According to The Evening Standard, the company was formed in 1939 by Hungarian-born Nicholas Kove. At the height of its powers during the sixties, Airfix shifted 350,000 Spitfires, 80,000 Hurricanes and 60,000 Lancasters a year, but by last year sales were down to a third of that level.
Airfix's decline has been a protracted affair. It went into receivership in 1981 as enthusiasm for modelling waned. It was bought by MPC and the kit moulds and tools transferred to French company Heller. In 1986 it was acquired by Humbrol, which struggled to compete against the rise of TV, computer games, and the internet as kids' leisuretime activities of choice. A management team appointed in December 2005 failed to stop the rot. Administrators moved in to Hull-based Humbrol Ltd yesterday.
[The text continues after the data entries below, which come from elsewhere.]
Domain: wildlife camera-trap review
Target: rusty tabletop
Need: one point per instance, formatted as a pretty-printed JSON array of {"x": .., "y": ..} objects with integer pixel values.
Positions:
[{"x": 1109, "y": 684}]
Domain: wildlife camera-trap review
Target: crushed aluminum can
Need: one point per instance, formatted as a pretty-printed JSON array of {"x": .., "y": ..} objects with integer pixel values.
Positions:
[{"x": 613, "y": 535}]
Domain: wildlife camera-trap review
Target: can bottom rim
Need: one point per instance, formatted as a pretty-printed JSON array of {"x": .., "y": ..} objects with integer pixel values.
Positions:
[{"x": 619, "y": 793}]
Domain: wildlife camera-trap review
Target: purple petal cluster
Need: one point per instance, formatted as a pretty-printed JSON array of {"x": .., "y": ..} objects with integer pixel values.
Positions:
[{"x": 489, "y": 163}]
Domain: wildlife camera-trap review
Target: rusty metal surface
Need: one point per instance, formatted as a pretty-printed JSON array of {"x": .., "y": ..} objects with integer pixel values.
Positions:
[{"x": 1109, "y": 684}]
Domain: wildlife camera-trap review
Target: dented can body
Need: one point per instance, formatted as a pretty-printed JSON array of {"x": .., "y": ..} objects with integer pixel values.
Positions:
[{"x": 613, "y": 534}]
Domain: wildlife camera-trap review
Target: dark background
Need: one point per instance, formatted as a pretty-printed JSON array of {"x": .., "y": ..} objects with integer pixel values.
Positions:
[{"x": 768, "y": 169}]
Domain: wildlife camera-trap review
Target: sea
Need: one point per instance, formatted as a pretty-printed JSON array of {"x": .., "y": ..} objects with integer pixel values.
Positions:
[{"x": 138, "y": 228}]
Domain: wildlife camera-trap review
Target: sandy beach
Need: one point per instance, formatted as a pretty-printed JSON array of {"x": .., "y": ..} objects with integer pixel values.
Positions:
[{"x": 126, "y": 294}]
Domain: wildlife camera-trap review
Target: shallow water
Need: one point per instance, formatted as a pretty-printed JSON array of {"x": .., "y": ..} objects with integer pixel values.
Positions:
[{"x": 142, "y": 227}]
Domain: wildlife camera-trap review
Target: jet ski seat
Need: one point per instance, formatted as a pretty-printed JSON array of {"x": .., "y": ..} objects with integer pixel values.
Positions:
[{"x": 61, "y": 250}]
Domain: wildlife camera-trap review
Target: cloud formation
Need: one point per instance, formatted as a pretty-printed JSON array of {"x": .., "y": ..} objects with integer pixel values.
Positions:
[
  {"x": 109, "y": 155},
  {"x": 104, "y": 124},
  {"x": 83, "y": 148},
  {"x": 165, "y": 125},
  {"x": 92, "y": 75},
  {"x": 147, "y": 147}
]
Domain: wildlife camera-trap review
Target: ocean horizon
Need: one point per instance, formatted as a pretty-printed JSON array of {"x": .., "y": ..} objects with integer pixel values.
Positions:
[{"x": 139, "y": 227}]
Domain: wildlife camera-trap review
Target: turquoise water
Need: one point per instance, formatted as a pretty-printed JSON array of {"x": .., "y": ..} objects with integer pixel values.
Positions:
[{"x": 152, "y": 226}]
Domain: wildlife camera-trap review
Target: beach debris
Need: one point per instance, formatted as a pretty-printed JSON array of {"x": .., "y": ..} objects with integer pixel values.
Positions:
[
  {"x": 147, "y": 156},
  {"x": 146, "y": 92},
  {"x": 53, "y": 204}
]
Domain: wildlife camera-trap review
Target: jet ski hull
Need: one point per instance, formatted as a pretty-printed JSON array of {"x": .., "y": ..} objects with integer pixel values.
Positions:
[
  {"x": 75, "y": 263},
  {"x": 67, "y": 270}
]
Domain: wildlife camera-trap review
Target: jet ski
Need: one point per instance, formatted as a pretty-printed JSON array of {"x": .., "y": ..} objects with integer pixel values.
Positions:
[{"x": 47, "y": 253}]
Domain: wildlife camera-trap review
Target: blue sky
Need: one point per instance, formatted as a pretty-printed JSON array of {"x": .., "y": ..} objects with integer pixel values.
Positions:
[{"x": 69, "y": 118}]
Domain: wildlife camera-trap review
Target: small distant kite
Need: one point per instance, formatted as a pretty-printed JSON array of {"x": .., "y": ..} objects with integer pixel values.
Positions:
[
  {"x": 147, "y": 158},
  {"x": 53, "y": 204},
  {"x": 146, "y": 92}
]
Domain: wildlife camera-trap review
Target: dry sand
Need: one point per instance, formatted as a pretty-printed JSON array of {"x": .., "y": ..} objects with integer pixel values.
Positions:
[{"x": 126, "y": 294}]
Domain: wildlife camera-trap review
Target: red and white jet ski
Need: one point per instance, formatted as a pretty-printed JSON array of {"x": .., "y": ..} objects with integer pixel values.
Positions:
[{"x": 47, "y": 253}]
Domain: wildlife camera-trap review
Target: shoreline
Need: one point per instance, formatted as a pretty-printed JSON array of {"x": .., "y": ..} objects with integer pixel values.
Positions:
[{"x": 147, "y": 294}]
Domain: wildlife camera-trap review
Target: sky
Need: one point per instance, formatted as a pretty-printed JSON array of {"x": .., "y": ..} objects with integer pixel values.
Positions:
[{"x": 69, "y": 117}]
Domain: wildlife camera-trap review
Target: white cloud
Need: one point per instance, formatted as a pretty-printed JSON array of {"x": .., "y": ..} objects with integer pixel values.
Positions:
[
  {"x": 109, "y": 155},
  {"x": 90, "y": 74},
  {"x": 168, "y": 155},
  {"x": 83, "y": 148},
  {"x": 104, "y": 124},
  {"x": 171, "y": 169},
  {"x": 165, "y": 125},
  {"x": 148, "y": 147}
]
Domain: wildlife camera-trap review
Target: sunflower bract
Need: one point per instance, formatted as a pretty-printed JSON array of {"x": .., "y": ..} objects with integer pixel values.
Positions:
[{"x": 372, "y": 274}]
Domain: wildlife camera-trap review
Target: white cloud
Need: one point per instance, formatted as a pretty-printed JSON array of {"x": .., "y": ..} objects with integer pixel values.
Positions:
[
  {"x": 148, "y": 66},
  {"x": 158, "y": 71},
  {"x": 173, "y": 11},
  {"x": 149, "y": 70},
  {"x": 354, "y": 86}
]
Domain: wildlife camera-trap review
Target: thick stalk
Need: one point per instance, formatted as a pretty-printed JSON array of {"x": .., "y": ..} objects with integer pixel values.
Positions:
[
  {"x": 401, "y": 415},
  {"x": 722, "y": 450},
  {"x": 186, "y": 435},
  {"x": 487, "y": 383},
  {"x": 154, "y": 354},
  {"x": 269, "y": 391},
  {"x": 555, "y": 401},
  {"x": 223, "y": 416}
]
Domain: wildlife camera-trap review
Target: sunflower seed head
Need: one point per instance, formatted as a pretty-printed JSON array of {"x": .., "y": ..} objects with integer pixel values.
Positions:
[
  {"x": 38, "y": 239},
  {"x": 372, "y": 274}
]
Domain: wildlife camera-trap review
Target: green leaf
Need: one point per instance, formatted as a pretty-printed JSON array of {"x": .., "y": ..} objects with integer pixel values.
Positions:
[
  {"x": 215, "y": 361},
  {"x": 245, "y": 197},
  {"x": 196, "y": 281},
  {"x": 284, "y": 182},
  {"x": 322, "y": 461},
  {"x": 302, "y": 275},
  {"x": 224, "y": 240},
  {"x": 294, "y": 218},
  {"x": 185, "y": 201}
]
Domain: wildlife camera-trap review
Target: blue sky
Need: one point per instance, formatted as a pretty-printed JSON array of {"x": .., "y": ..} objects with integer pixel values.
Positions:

Bill Bond, of the Battle of Britain Historical Society, lamented: "It is a great shame. I remember building these models as a teenager. Spitfires were my favourite, like all children. For tens of thousands of boys this will have been integral to their childhood. I suppose it is a sign of the times. Spitfires are no longer fresh in the memory are they? Children now have PlayStations and computer games."
Sadly, the Airfix Spitfire is no more. Thirty-one of the company's 41 employees were last night made redundant after "severe cash flow pressures" and disruption of supplies from Heller - itself now insolvent - finally shot down the company.
Former Airfix sales representative Chris Rumball said: "The French wouldn't release any of the tools to us and now it has just brought us down with them."
The Airfix name may, however, live on. Keith Hinds of Grant Thornton, which is handling the administration, said: "The brand names and intellectual property of the business are potentially very valuable and we are looking to sell those to investors."